MUGUNGA CAMP: Autho-rities in Democratic Republic of Congo’s eastern city of Goma assumed gradual control of the mining hub yesterday after a rebel pullout, but tensions were running high with gunmen attacking a nearby camp for displaced people.
UN refugee agency officials reported cases of looting and rape in the attack late on Saturday on the giant Mugunga camp, which lies about 10km west of Goma and is home to up to 35,000 displaced people.
The attack came hours after the withdrawal of M23 rebel fighters in line with a regionally brokered deal to end their occupation of Goma which had stoked fears about stability in the war-blighted area that borders Rwanda and Uganda.

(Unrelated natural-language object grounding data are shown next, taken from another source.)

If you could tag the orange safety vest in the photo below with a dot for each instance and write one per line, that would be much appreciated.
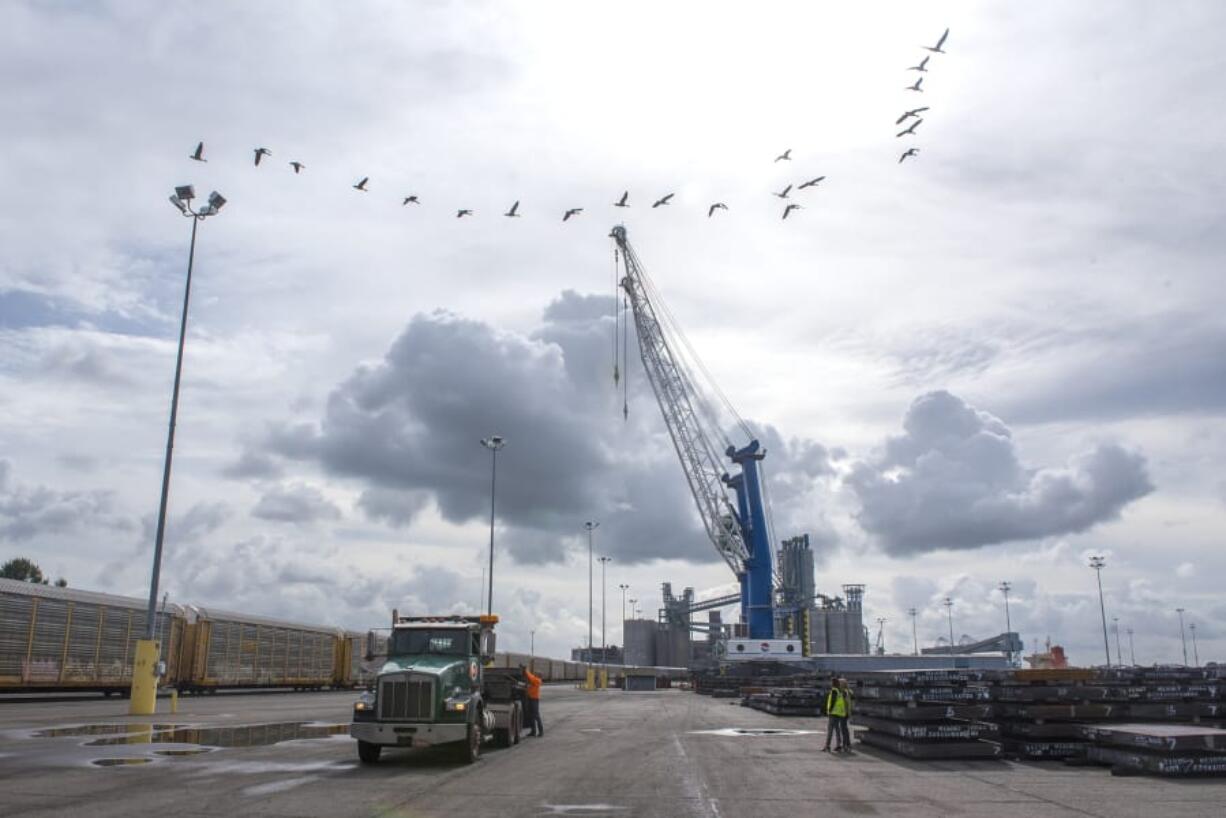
(533, 684)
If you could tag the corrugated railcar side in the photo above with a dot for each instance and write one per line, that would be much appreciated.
(58, 638)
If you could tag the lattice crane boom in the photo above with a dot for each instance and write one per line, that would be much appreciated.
(673, 389)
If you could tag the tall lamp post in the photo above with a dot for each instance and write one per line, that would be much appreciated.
(949, 607)
(624, 588)
(605, 655)
(493, 443)
(1005, 586)
(590, 526)
(1183, 637)
(1097, 563)
(145, 668)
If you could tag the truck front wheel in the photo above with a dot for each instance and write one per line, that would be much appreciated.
(368, 752)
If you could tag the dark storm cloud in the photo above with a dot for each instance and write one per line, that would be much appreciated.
(954, 480)
(296, 503)
(30, 512)
(410, 424)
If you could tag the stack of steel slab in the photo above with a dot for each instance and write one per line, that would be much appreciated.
(933, 714)
(787, 700)
(1160, 749)
(1040, 711)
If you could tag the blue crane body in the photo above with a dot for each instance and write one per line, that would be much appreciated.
(738, 531)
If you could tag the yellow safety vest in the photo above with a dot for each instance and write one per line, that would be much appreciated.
(839, 703)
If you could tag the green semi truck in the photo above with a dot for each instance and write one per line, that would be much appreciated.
(435, 687)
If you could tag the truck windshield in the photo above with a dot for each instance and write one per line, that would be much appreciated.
(451, 642)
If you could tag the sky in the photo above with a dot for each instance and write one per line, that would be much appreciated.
(983, 363)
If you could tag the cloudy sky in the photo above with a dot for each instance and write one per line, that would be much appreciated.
(985, 363)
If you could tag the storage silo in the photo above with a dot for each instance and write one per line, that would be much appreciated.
(640, 643)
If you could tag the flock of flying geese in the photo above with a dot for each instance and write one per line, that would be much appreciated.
(260, 153)
(918, 88)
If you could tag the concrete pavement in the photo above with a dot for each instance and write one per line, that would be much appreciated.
(668, 753)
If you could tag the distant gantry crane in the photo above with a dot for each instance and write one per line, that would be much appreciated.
(731, 505)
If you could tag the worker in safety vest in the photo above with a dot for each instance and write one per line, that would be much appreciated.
(837, 713)
(533, 713)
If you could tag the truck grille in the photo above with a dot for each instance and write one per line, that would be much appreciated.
(403, 697)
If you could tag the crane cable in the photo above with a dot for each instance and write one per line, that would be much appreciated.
(673, 329)
(616, 319)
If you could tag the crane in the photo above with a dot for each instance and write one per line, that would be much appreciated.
(731, 505)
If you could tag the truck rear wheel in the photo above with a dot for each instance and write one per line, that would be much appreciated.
(471, 749)
(368, 753)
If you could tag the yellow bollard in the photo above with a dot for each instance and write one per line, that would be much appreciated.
(144, 693)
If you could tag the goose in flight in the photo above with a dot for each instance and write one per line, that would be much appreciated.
(910, 130)
(939, 43)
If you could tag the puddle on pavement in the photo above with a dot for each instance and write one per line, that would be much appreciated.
(99, 730)
(196, 751)
(237, 736)
(754, 731)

“It’s a step in the right direction,” government spokesman Lambert Mende said of the withdrawal, adding that President Joseph Kabila would soon start “listening to the grievances” of the mainly Tutsi rebels as part of peace negotiations.

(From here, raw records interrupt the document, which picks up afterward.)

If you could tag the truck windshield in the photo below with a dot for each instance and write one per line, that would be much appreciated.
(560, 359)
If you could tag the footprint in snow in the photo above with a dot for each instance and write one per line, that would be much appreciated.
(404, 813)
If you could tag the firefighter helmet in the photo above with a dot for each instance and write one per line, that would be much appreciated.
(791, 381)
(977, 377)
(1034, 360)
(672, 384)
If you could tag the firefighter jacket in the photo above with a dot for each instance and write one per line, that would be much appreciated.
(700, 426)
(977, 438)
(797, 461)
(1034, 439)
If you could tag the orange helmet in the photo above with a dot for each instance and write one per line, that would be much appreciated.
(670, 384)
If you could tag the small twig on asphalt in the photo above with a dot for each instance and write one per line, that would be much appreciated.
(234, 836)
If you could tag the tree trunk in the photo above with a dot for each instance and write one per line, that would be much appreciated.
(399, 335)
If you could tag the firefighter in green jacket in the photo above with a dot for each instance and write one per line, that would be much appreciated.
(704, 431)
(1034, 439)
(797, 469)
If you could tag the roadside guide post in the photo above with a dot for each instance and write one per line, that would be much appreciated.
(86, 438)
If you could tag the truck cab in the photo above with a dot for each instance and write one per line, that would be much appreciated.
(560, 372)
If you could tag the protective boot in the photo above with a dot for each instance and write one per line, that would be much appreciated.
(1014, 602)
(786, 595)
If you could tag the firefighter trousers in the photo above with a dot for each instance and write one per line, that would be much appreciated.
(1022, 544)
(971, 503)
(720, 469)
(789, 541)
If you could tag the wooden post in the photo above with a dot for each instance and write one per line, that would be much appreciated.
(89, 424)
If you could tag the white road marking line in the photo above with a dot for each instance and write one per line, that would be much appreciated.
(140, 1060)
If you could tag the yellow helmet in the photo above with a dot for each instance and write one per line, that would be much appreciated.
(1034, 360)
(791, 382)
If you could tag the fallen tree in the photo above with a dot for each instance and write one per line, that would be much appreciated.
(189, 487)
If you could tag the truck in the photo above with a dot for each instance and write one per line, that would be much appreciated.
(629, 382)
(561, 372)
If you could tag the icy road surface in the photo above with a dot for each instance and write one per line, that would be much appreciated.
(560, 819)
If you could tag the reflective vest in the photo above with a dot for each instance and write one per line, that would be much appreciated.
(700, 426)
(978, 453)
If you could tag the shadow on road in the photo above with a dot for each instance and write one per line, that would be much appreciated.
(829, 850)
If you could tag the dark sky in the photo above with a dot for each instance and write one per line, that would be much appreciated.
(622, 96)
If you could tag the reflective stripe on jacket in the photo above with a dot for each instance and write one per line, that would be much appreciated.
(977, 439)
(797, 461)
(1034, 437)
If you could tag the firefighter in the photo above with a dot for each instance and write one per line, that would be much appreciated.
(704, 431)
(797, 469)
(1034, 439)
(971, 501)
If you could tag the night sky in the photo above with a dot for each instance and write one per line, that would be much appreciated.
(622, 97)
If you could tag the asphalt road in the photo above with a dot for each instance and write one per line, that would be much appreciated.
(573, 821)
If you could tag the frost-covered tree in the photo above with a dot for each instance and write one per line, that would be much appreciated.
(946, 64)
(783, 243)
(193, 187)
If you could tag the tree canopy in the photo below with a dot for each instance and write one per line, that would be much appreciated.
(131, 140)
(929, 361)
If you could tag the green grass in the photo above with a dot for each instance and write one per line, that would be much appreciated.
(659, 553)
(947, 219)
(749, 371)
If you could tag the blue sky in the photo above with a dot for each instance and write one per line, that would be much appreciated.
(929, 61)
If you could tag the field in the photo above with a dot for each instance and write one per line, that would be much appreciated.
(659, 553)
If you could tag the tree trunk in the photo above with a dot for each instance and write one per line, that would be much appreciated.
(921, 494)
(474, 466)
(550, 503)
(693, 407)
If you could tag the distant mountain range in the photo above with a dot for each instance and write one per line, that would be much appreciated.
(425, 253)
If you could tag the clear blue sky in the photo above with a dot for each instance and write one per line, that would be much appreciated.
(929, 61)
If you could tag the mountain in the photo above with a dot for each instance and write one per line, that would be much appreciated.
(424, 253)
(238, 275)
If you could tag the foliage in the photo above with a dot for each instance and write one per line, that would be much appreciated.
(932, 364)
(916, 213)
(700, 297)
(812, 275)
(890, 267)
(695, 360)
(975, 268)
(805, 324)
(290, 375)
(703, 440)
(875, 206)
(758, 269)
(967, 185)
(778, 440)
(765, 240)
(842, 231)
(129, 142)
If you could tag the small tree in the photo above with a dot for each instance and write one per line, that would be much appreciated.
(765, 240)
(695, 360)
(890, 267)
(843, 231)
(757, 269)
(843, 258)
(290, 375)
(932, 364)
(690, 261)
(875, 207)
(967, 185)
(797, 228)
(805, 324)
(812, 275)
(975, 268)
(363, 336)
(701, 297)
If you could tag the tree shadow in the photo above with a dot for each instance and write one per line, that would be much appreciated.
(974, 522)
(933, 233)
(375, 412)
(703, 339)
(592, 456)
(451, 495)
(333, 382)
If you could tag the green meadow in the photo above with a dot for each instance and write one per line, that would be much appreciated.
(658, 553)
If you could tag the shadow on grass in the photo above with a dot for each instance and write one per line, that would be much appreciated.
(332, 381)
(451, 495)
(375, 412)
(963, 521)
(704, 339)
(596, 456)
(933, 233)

Security remains fluid following the M23’s 12-day occupation of Goma, despite over 160 police reinforcements arriving by boat at the lake port to beef up some 300 colleagues who arrived Saturday.
Alongside United Nations peacekeepers, a few police patrols were seen on the streets of Goma, a city of around one million people that is the hub of the resource-rich area. Some 600 government soldiers are also reported to be on their way to Goma.
The UN-backed Radio Okapi — a key source of independent news, broadcasting in French and four local languages — has also been jammed since Saturday, officials said, after it aired an interview with M23 political leader Jean-Marie Runiga. Its jamming is “troubling and regrettable”, head of UN mission in DR Congo Roger Meece said in a statement.